America recreates a great deal of food from other countries and transforms it into something unique. Oftentimes these Americanized foods barely resemble their predecessors, and instead have taken on a form that reflects the United States itself. Pizza is a prime example. The original pizza came from Italy, but it has become a common American food. Pizza embodies the values and contradictions of America through its accessibility and its various forms.
In his book The Hamburger, Josh Ozersky stresses the importance of the public place in establishing a popular food into an icon. Ozersky notes that the prominence of the hamburger is at least in part due to its standardization and commercialization in American culture. The same argument can be made about pizza. The frequency of pizza chains as well as local restaurants adds to the influence the food has within the country. The food’s easy access also means that more people will consume it, which will cause it to rise in importance. Another factor that plays into pizza’s role in public space is that it is something that is almost always purchased outside of the home. While one can make one’s own pizza, most people choose to order it or dine out, or at the very least purchase a frozen pizza. In fact, pizza has become a common meal for when families do not want to or have the time to cook that night. In this sense, pizza reflects a sort of “luxury”, a break from a normal routine. The ability to have a pizza delivered is in a way a luxury, although it is not typically referred to as such. Not only does one not have to cook, but one does not even need to leave the house to get food. Pizza’s role in the public space and its prominence as a food not generally made in the household helps it to reach its icon status.
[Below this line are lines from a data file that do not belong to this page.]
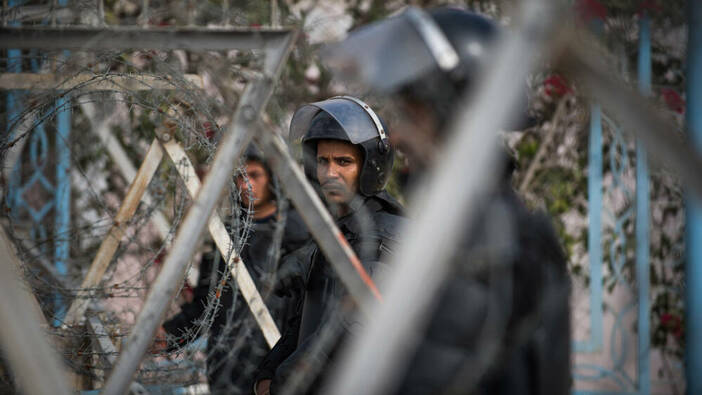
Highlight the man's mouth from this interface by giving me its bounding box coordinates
[322,182,346,195]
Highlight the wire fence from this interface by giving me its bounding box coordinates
[0,0,702,393]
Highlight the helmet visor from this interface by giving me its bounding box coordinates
[321,9,439,93]
[289,97,378,144]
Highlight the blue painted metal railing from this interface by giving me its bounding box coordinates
[7,0,71,325]
[636,14,651,394]
[573,15,651,395]
[685,1,702,395]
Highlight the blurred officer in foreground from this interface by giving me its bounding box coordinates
[256,96,403,395]
[162,145,309,394]
[324,7,570,394]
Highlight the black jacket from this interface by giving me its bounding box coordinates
[163,209,309,394]
[256,192,405,394]
[396,185,571,395]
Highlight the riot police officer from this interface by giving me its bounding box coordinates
[325,7,570,394]
[162,145,309,394]
[256,96,403,394]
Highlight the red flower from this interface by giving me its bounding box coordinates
[544,74,573,97]
[202,122,215,140]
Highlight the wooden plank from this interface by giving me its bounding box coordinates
[162,138,280,347]
[0,73,204,91]
[80,101,171,241]
[65,139,163,326]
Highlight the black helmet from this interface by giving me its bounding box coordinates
[323,7,526,129]
[290,96,395,196]
[323,7,498,92]
[242,143,268,166]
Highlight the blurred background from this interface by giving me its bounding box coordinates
[0,0,689,394]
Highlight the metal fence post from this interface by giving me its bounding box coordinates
[636,13,651,395]
[685,1,702,395]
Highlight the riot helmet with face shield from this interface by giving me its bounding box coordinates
[322,7,526,131]
[290,96,394,196]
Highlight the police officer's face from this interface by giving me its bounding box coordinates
[317,140,362,204]
[236,160,273,209]
[390,98,437,170]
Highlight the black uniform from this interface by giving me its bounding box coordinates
[256,192,406,394]
[396,182,570,395]
[163,209,309,394]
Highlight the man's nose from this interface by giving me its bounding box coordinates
[324,163,339,178]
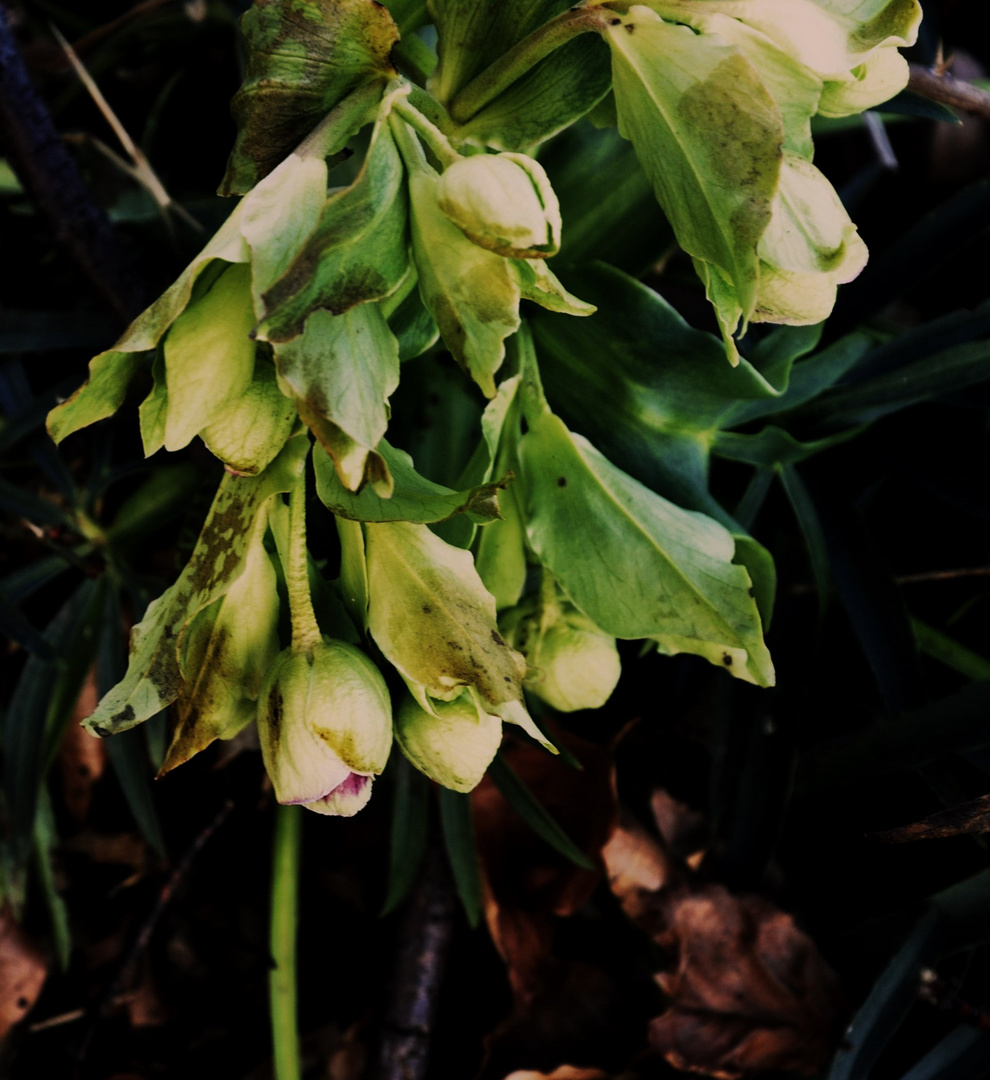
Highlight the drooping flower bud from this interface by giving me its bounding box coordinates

Pizza became an icon due also to its various forms that reflect contradictions in America. The food item addresses the tension between individuality and community. It is common for people to grab a quick slice of pizza during the day by themselves for an easy lunch. However, it is just as common to find a family ordering a pizza together on a weekend night. The pizza also deals with the contradiction between authenticity and conformity. Just as the hamburger was commercialized by various fast food restaurants, pizza was also turned into a corporate business through various chains such as Pizza Hut and Domino’s. However, there are also countless local pizza shops in every city and town. These local restaurants give off the authentic feeling that is so integral to American identity. The fact that one can personalize their own pizza is another way the food represents this authenticity. Even in chain restaurants, people can order pizzas with various toppings and crusts. In this sense, pizza has avoided some of the backlash against places like McDonald’s for their mass-produced food.
Pizza has become a powerful American icon. The importance of the food in the public place, as well as its diversity and ability to serve the needs of individuals, families, lower classes, higher classes, etc. has established it as iconic. The ability of pizza to be mass-produced in the Capitalist society while also retaining choices and originality makes the food unique in its ability to balance the tension between authenticity and conformity. Pizza captures and reflects many American ideals.